Beim Tango tanzt man immer eine abgegrenzte Sequenz mit einem Partner. Man nennt diese Tanda. Sie besteht aus drei oder vier Musikstücken, die eine ähnliche Stimmung haben, zumeist vom gleichen Komponisten oder Interpreten. Da diese ungefähr drei bis dreieinhalb Minuten lang sind, ergeben sie in Summe die oben genannte Minutenanzahl, die man mit einem Tanzpartner verbringt.

Als Grenze davor und danach gibt es Musikstücke aus anderen Musikrichtungen - Queen, Salsa, Sinatra, Boogie, … - diese Einheiten heißen Cortina, das spanische Wort für Vorhang oder Gardine. Diese kurzen Musikstücke teilen einen Tangoabend also in kleine Häppchen. Währenddessen somit die eigentliche Tanzmusik für einige Minuten ruht, leert sich die Tanzfläche und an deren Rändern beginnen sich die Menschen umzusehen, wer alles in Blickweite steht.

Weil, sobald die nächste Tanda beginnt, es also hörbar wird, in welcher Stimmung oder Style sie sein wird, beginnen die Aufforderungen zum Tanz.

Wenn sich zwei einig sind, dann betreten sie die Tanzfläche – am besten an einer Ecke derselben. Und beide (oder jedenfalls der Mensch, der führt, traditionell der Mann) achten darauf, dass genug Platz im Tanzkreis, der Ronda, ist, um sich einzufügen. Oder gegebenenfalls beim Leader des nächstkommenden Tanzpaares durch einfachen Blickkontakt anzufragen, ob man hineindarf. Meist reagiert er mit Zustimmung, nickt mit den Augen und tanzt mit seinem Follower so lange am Platz, bis das neue Paar sich ins Gefüge integriert hat.

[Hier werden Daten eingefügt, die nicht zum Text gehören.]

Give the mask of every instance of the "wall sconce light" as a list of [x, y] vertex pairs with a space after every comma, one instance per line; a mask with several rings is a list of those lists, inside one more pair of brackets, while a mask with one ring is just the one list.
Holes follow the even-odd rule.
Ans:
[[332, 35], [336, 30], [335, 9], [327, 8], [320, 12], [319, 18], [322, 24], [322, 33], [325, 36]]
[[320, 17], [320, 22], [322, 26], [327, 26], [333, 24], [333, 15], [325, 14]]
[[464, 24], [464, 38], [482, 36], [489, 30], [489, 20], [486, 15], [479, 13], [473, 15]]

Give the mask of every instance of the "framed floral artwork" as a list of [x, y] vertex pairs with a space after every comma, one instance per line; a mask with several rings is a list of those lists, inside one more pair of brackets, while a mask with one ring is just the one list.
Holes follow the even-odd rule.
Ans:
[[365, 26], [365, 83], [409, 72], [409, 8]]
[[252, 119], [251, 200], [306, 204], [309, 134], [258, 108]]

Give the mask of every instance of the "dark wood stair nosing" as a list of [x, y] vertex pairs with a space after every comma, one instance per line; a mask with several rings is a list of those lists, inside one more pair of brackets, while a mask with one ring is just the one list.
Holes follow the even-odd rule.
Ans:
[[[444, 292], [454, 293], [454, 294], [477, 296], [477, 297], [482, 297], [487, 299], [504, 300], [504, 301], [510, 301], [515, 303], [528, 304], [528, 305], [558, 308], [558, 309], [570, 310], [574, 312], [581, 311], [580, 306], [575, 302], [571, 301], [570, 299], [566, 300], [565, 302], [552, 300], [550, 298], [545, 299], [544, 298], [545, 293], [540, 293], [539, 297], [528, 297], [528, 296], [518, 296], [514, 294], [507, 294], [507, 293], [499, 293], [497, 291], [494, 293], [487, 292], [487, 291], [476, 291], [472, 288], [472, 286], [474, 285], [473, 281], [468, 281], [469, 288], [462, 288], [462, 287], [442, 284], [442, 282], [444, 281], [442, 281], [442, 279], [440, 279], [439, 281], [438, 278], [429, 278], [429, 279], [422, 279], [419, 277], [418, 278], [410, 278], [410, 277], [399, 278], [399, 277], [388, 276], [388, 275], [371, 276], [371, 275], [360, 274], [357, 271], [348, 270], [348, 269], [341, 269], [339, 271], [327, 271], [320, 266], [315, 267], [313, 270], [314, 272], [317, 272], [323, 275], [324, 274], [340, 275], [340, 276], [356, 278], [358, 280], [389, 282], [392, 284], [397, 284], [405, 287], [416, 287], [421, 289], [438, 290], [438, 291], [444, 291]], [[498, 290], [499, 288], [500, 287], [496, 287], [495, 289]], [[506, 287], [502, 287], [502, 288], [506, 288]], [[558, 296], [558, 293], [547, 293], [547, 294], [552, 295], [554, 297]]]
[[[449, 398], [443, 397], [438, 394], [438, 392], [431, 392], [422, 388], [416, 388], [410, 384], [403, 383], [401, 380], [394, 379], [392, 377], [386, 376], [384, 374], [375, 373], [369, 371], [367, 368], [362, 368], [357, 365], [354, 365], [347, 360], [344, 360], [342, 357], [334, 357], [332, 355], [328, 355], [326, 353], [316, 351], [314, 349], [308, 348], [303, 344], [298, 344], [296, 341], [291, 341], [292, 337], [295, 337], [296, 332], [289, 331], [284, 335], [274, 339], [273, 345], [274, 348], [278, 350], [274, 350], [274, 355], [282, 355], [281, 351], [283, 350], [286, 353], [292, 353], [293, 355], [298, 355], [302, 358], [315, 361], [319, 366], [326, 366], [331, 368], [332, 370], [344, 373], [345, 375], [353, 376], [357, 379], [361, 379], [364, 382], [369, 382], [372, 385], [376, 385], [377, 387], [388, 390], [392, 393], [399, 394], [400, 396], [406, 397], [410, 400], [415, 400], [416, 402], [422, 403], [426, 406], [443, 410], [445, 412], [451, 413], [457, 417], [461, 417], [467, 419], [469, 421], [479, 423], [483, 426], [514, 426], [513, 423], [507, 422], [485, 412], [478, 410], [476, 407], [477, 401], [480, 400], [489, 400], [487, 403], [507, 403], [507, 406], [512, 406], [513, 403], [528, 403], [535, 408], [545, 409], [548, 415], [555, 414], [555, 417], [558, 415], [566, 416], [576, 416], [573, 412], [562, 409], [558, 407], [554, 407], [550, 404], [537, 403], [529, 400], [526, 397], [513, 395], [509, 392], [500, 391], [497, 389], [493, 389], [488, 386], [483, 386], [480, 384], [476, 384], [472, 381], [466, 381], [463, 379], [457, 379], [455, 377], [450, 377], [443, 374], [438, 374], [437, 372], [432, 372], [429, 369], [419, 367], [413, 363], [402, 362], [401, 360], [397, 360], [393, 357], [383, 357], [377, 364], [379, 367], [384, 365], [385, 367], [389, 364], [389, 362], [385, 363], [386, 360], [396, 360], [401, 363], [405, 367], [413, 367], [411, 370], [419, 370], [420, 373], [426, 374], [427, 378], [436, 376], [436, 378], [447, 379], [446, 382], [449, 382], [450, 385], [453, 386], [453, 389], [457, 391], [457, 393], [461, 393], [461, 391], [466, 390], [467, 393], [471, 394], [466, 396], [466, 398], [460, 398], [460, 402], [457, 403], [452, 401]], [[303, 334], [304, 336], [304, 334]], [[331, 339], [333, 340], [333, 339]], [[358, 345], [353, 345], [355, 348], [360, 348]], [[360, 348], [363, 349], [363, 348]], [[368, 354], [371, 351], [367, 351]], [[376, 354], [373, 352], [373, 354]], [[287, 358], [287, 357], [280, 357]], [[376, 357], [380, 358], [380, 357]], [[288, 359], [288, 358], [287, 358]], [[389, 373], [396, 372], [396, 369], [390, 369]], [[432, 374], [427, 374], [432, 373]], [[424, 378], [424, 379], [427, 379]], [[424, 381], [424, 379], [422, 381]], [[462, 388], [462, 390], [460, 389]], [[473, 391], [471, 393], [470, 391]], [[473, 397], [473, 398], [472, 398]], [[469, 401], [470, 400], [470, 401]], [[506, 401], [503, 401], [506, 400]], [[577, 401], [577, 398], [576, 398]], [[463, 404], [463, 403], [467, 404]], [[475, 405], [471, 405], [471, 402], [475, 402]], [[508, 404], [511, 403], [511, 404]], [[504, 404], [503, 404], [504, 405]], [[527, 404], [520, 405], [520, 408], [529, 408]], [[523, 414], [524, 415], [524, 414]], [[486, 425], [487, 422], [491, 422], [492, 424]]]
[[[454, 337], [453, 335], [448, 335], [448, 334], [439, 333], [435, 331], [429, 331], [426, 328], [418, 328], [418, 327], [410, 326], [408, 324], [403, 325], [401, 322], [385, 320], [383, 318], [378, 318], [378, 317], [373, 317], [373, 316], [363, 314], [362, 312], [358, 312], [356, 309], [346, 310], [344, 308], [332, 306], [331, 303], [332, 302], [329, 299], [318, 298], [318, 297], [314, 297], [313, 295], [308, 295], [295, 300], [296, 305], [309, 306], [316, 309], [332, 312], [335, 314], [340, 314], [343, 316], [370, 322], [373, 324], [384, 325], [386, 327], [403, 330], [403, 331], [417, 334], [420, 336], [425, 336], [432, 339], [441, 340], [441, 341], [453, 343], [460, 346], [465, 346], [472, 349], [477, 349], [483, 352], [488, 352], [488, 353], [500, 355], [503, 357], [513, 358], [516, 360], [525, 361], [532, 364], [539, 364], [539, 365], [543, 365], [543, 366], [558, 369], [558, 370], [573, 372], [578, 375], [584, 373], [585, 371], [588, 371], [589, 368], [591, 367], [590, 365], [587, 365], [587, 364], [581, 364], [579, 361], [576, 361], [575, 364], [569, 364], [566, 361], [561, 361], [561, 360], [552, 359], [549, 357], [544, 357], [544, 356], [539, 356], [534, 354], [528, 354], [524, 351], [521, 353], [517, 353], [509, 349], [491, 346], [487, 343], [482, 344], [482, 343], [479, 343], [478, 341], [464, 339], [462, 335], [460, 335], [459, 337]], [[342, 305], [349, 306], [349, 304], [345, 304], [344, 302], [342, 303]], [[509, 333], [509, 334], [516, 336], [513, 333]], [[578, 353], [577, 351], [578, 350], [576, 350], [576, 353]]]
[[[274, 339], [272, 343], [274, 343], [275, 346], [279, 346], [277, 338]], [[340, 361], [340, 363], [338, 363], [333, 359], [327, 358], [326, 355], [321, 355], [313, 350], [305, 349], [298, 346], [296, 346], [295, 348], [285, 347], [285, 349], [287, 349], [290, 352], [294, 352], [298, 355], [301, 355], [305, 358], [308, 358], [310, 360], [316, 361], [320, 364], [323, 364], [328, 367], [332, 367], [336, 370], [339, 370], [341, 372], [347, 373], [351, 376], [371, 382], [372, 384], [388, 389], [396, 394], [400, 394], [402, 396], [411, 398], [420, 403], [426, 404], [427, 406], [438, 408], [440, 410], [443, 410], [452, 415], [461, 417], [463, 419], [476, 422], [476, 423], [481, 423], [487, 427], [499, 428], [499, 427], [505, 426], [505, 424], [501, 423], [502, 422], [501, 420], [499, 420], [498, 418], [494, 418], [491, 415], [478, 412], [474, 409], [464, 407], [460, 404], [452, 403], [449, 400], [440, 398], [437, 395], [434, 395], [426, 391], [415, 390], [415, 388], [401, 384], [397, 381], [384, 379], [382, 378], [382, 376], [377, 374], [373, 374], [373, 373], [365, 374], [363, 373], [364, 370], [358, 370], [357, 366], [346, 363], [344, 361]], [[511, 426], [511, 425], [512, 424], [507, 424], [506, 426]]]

Der Herr bietet die Umarmung an, und die Dame schlüpft hinein. Wie eng, das kann sie somit (mit)bestimmen. Dann – je nach Temperament und Gewohnheit – stürmen die einen schon mit den ersten Schritten davon, andere intensivieren die Umarmung noch, schließen alle Systeme kurz, um schon völlig vereint diese ersten Schritte zu machen.

Oft ahnt man schon an der Art, wie jemand die Tanzfläche betritt, wie fortgeschritten und achtsam dieser Mensch tanzt. (Oder möchte die Sache dann lieber rückgängig machen, bevor man überhaupt begonnen hat, weil jemand, wie es oft Audi-, BMW- und SUV-Fahrer auf der Straße machen, ohne Blinker, sich rücksichtslos in den Verkehrsfluss drängt.)

Für elf bis vierzehn Minuten nämlich werden all die tanzenden Menschen auf der Tanzfläche, der Pista, zu einem gemeinsamen Organismus. Sie pulsieren – jedes Paar für sich – innerhalb der gleichen Musik. Wie Anemonen im Wasser, wo jedes Tentakel sich unabhängig bewegen kann, aber das Gefüge nicht stört, so ist eine Ronda die Summe der Tanzenden, zusätzlich mit dieser Kreisbewegung in Tanzrichtung. Man tanzt nicht nur mit einem Partner für diesen Zeitraum, sondern mit all den anderen Paaren, Menschen.

Menschen, die darauf nicht achten (wollen), achten vielleicht auch gar nicht auf den eigenen Tanzpartner. Sie tanzen nur mit sich selbst, brauchen den und die anderen nur, um da mitspielen zu dürfen. Oder um nicht umzufallen. Der Balance widme ich auch ein Kapitel.